Schneller als gedacht: Allianz übernimmt mit Allen & Overy Mehrheit an ADAC Autoversicherung

Europas größter Versicherer Allianz baut sein Geschäft mit Kfz-Policen aus. Dazu erwirbt der Münchner Konzern vom Schweizer Konkurrenten Zurich die Mehrheit an der ADAC Autoversicherung. Gemeinsame Produkte der neuen Partner soll es ab Herbst 2019 geben. Eine Freigabe durch die BaFin steht noch aus.

Jan Schröder

Jan Schröder

Der 51-Prozent-Anteil an der ADAC Autoversicherung soll zum Jahresbeginn 2019 an den neuen Eigentümer Allianz übergehen, ein Jahr früher, als ursprünglich geplant. Über den Kaufpreis vereinbarten die Beteiligten Stillschweigen. Der Kfz-Versicherer war 2006 als gemeinsames Unternehmen des Automobilclubs und der Zurich entstanden.

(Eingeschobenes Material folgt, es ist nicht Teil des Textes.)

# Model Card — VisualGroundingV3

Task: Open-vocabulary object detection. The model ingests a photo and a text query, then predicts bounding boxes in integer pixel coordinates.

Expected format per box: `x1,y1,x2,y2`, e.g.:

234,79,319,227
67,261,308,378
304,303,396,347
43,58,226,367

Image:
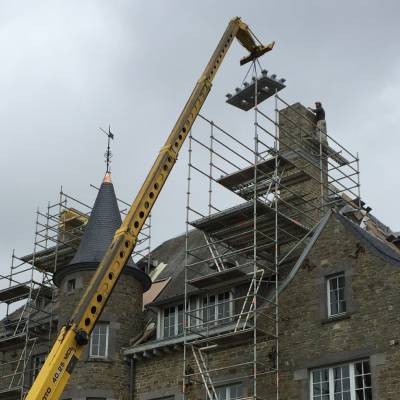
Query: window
162,304,183,338
327,274,346,317
202,291,231,326
310,360,372,400
67,279,76,293
89,322,109,358
31,353,46,383
215,383,243,400
188,296,199,329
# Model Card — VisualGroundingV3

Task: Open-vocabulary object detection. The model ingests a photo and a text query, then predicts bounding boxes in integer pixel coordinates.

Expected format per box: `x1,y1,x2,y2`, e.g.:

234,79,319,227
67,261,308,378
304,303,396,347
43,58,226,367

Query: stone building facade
1,102,400,400
125,215,400,400
123,103,400,400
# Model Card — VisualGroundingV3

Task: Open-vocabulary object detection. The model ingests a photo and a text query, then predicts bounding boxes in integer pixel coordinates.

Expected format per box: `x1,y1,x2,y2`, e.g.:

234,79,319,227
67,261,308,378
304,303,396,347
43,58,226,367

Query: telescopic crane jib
25,17,274,400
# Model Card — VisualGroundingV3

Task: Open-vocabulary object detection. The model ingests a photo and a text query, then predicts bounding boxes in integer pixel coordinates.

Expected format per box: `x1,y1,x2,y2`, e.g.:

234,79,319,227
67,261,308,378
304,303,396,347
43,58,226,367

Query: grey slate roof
145,229,301,306
70,181,132,266
145,229,209,304
142,228,255,305
53,179,151,290
335,212,400,266
144,210,400,308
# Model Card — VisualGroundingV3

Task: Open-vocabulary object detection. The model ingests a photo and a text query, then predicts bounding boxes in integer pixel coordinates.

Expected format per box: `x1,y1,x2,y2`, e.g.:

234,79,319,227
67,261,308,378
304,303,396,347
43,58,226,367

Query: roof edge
335,212,400,267
53,262,152,292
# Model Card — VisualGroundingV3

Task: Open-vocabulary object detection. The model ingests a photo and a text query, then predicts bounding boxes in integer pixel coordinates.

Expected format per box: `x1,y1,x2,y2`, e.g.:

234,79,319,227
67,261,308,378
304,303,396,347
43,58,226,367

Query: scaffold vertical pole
183,132,193,400
208,121,214,217
253,60,259,400
274,91,280,400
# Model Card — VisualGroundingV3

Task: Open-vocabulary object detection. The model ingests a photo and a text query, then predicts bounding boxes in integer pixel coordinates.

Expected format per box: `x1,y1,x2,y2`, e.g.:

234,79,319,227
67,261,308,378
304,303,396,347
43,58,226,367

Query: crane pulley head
232,17,275,66
240,41,275,66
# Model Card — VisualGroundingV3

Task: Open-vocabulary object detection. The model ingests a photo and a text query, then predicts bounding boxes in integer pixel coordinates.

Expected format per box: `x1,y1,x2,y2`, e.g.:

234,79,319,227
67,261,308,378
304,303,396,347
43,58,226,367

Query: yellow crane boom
26,16,274,400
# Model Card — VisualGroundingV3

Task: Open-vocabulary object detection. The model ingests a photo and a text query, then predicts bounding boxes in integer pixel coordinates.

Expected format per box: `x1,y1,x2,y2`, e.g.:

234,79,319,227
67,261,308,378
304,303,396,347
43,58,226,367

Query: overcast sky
0,0,399,276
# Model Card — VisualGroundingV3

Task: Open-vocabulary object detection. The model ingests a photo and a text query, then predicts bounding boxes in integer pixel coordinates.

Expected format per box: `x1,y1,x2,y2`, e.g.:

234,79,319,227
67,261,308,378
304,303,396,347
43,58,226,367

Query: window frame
309,359,372,400
326,273,346,318
187,295,200,329
161,304,184,338
159,290,234,339
215,382,243,400
201,290,233,327
89,322,110,359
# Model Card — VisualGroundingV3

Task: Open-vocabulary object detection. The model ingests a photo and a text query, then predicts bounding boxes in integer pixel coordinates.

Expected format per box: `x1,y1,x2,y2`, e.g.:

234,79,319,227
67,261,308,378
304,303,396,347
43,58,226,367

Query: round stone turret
54,173,151,399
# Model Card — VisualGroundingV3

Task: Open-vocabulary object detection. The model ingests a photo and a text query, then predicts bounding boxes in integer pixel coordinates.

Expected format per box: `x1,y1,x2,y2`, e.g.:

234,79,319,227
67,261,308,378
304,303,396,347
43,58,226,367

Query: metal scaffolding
0,186,152,400
0,189,87,400
183,63,360,400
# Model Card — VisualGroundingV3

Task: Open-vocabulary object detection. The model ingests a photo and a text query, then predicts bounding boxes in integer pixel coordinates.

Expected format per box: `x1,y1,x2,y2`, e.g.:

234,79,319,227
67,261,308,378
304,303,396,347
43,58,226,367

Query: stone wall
132,214,400,400
57,269,144,400
265,214,400,400
279,103,328,227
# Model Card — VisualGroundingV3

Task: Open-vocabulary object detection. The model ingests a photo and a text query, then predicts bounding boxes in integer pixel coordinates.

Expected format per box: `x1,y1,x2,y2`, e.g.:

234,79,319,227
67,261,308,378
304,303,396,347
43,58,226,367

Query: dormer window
202,291,231,327
159,291,233,339
162,304,183,338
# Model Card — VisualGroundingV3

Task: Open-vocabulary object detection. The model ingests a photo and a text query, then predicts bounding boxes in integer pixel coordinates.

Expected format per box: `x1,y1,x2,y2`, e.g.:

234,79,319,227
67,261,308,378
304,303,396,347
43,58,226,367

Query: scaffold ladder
235,269,265,331
191,345,218,400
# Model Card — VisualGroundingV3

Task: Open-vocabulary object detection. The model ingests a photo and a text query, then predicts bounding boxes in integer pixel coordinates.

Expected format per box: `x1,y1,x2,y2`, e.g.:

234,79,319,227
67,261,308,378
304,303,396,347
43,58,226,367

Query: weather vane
99,125,114,173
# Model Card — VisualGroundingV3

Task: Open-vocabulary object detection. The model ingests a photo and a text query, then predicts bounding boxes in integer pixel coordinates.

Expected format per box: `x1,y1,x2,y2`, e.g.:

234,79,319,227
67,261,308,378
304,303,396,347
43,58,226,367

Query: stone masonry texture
58,269,144,400
132,214,400,400
2,103,399,400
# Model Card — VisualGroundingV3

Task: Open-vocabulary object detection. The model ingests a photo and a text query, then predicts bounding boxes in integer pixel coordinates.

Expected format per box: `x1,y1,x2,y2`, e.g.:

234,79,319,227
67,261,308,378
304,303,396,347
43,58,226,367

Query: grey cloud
0,0,399,274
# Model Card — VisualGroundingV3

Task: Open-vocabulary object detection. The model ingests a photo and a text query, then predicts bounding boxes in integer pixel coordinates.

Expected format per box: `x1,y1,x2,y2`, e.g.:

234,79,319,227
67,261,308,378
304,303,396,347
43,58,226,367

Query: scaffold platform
190,200,310,259
188,264,249,288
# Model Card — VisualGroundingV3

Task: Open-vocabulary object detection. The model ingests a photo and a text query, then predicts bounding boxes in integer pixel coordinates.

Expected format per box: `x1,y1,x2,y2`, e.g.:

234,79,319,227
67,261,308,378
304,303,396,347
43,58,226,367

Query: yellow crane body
25,17,274,400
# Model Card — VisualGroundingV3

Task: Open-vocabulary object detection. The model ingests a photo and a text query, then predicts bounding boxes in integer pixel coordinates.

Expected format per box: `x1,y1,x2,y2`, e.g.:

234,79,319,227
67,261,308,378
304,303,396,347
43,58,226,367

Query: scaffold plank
236,171,311,200
0,284,30,304
188,266,247,288
306,136,350,166
0,282,53,305
325,145,349,166
217,155,295,190
0,333,26,350
189,326,271,348
216,155,313,202
190,200,309,259
21,245,76,273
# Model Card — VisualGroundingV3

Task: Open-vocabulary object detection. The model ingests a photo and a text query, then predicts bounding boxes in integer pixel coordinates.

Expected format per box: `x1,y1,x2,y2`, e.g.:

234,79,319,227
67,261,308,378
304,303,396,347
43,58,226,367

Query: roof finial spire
99,125,114,176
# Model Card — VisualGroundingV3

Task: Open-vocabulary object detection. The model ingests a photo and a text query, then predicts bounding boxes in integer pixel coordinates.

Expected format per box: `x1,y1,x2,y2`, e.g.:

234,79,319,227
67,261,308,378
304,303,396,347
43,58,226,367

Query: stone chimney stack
278,103,328,226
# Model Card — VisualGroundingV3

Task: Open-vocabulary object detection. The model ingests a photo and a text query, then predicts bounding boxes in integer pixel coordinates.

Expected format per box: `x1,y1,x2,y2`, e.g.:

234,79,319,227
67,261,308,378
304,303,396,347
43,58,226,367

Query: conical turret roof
53,173,151,291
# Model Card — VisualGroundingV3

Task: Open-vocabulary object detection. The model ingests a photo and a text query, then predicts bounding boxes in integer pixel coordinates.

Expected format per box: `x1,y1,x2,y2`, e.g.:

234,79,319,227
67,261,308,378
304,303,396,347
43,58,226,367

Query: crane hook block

Die ADAC Autoversicherung hat rund 650.000 Kunden mit etwas über einer Million Verträgen und nimmt jährlich circa 250 Millionen Euro an Beiträgen ein. Seit Kurzem steht sie auch Nichtmitgliedern offen. Bei Zurich sind für diesen Bereich rund 100 Mitarbeiter zuständig. Sie sollen zum März 2019 von Zurich zur Allianz wechseln.

Die verbleibenden 49 Prozent an dem Kraftfahrtversicherer hält die ADAC SE. In ihr bündelt der Automobilclub seine wirtschaftlichen Beteiligungen, darunter auch die Autovermietung und das Zeitschriften- und Buchgeschäft.

Umkämpfter Markt

Die Allianz stärkt mit dem Bündel an ADAC-Verträgen ihr heimisches Geschäft auf dem umkämpften Markt für Kfz-Versicherungen. Hier ist sie mit 8,5 Millionen versicherten Fahrzeugen die Nummer 2 hinter HUK Coburg. Diese kommt auf 11,6 Millionen versicherte Autos.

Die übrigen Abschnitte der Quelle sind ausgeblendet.